Андреевский подчеркнуто резко возразил Анне Игнатьевне:
— Уж у вас-то, дорогая Анна Игнатьевна, меньше всего оснований волноваться! Вы живете в теплых комнатах, за вами ухаживает прислуга. Уж вам-то хорошо!
— Хорошо? Это мне-то хорошо? Ха-ха-ха! — засмеялась через силу госпожа Алексеева. Этот искусственный смех был похож на звон разбитого стекла. — Мы все потеряли, мы опустились на дно. Что со мной еще может случиться? Ну, поглядите же вы, где мы живем, как мы живем! Да вот мосье Диффенбах, он лучше всех знает, как у нас было раньше!
— Как вы живете? А как я живу? Разве кто-нибудь живет лучше вас, милая моя? Вы несправедливы! — снова парировал начальник «Госэкса» генерал Андреевский. Его реплика прозвучала неожиданно резко и энергично.
— А что мне до справедливости? Я никогда не заботилась о других, и мне нет дела до того, как живут другие! Я погибла! Со мной все кончено! Мы опустились до уровня скотины!

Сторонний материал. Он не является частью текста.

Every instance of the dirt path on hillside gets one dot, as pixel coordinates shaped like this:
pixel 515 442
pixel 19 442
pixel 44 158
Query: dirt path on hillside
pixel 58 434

— Вы живете как скоты потому, что на Кузьме нет ливреи, так, что ли? Если он сидит с вами за одним столом, так вы превратились в скотов? А в том же самом городе, где вы произносите такие речи, есть тысячи и тысячи женщин, которые только во сне могут мечтать о том, чтобы жить, как вы! Да вам бы постоять ежедневно восемь часов на улице, у пилорамы!